Headliners include Brazilian singer-songwriter Luca Mundaca, Eastern European group Harmonia, the Irish-American Club Eastside Pipe Band, and the Distinguished Gentlemen of Spoken Word—all of whom are locally based.
“While we typically have one or two headliners from outside of Northeast Ohio, the others are from right here in Cleveland,” says Lewis, who serves as the festival's artistic director. “I look for really authentic expressions of different cultures, with a mixture of familiar and new.”
The festivities kick off Feb. 21 with an educational workshop for students and a bluegrass band lab led by North Carolina-based Carolina Blue. On Feb. 22, an array of free workshops, performances, and programs will be offered from 1 to 6 p.m.—ranging from swing dance lessons to a special performance by the Euclid High School drumline. A grand finale concert featuring the aforementioned performers caps off the event Saturday evening.

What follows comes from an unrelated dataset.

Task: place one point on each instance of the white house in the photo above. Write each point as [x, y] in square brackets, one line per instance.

"Our goal is to educate people and expose people to new things," says Lewis. "That's why we keep the Saturday workshops free, in order to make folk music as accessible to as many people as possible. The programming is geared at anyone from experienced musicians to those who just want to listen and observe."
This year marks the fifth go-round for the Lake Erie Folk Fest, which is produced as a collaboration between Northeast Ohio Musical Heritage Association and Shore Cultural Centre—and powered by a passionate board and more than 60 volunteers. According to Lewis, the festival helps fill the gap that was created when the popular Kent State Folk Festival (also held every February) ceased operations in 2013.
“The Kent State festival was a long-standing tradition, and when it went defunct, it left a hole in our folk community," says Lewis. “Right from the get-go, Lake Erie Folk Fest had the community's support, and it's a great way for folks to get together."